University of Saskatchewan researchers J.A. Johnson, K. Burakowska, L.A. Radke and G.B. Penner conducted a study to determine how steam-flaking conditions affect the starch availability of barley grain.
Johnson et al. obtained barley grain from five independent sources for the trial that, which was arranged as a 3 x 3 + 1 factorial, with main effects of steam conditioning duration (five, 20 or 35 minutes) and flaking density (targeting 0.43, 0.34 and 0.25 kg/L) compared with samples that were not processed (control).
The researchers analyzed samples for seven-hour in vitro digestibility, amyloglucosidase reactive soluble starch (AGR) and six-hour amylase reactive insoluble starch (ARIS). Insoluble reactive starch, digestive insoluble starch and predicted ruminal starch digestion (PRSD) were calculated.

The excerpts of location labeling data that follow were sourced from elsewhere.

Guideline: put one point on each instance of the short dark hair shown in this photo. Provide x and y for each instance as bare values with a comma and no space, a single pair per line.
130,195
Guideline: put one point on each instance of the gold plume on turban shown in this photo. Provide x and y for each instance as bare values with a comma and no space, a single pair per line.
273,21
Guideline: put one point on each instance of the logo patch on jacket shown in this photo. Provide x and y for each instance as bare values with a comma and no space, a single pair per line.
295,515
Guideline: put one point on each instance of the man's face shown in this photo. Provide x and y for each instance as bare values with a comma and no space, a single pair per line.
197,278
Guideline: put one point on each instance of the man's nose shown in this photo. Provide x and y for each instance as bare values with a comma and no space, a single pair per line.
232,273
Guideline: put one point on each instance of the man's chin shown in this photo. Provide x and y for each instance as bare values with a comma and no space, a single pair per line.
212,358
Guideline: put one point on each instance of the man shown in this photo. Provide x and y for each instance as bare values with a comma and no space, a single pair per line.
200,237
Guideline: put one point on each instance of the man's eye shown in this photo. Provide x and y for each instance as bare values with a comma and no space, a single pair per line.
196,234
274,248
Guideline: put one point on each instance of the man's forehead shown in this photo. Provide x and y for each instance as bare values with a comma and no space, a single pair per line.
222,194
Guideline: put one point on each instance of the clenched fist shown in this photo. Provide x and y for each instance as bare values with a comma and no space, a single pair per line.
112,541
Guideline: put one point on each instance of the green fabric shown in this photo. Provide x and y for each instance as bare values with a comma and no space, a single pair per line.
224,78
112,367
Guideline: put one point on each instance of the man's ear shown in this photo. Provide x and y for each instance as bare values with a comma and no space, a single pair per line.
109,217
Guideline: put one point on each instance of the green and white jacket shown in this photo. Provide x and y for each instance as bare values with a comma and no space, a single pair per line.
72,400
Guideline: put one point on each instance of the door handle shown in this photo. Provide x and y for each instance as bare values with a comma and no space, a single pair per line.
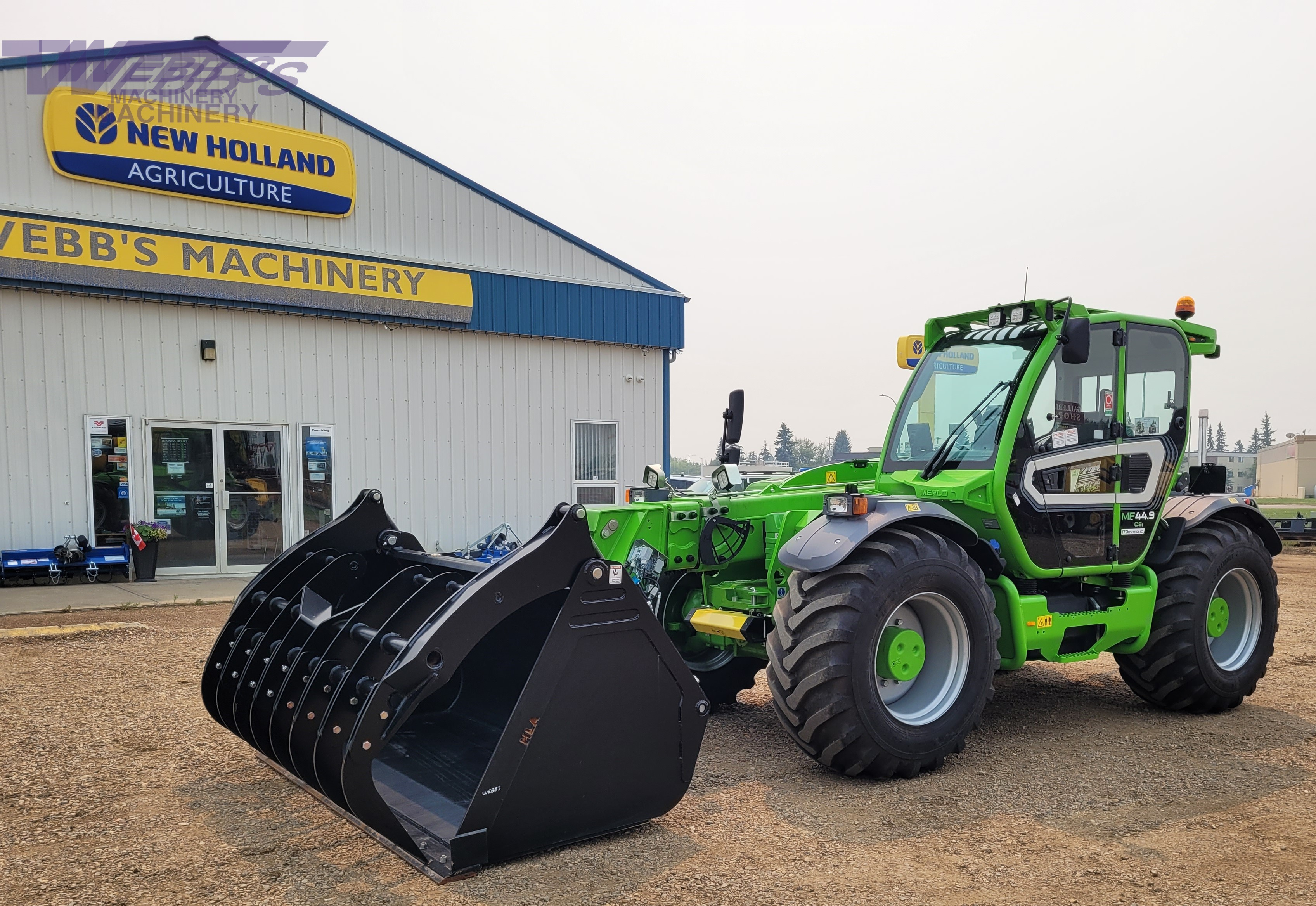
1049,481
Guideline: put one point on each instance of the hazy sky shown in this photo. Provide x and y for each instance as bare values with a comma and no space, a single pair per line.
820,178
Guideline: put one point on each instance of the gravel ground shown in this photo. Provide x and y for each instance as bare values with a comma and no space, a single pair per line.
119,789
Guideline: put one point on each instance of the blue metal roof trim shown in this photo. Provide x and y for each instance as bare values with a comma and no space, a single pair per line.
218,48
574,311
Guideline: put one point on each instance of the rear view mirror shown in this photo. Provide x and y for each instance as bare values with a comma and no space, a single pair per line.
656,477
735,415
727,477
1077,338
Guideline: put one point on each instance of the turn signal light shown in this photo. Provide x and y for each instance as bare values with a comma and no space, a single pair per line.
845,505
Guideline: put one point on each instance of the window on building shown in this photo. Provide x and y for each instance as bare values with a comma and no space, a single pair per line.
595,463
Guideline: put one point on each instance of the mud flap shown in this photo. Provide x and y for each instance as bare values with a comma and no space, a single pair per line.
462,713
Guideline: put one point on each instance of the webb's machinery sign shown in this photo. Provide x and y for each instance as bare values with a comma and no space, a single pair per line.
197,152
66,252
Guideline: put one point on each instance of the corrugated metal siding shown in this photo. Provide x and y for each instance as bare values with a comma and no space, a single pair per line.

According to Johnson et al., actual flaking densities obtained were 0.47 + 0.031 kg per liter for the high treatment, 0.37 + 0.021 kg per liter for the mid treatment and 0.32 + 0.010 kg per liter for the low treatment.
The control barley had less AGR, ARIS, insoluble reactive starch and predicted ruminal starch digestion (P < 0.01) but greater digestive insoluble starch (P < 0.01) relative to flaked barley, the researchers reported.
Extending conditioning duration tended to increase AGR (P = 0.06) but did not affect predicted ruminal starch digestion or seven-hour in vitro digestibility, Johnson et al. said.
They noted, though, that reducing the flaking density increased AGR, which was 9.26%, 12.75% and 21.41% for the high, mid and low treatments, respectively (P < 0.01); ARIS, at 51.15%, 57.26% and 61.52%, respectively (P < 0.01); predicted ruminal starch digestion, at 95.89%, 97.32% and 99.20%, respectively (P < 0.01), and seven-hour starch digestibility, at 86.3%, 83.8% and 78.9%, respectively (P < 0.01).
Johnson et al. concluded that, relative to non-processed barley grain, steam conditioning increased starch reactivity, but conditioning durations of longer than five minutes had minimal additive effects. Also, decreasing the flaking density of steam-flaked barley grain increased its starch reactivity.
The research was published in Applied Animal Science.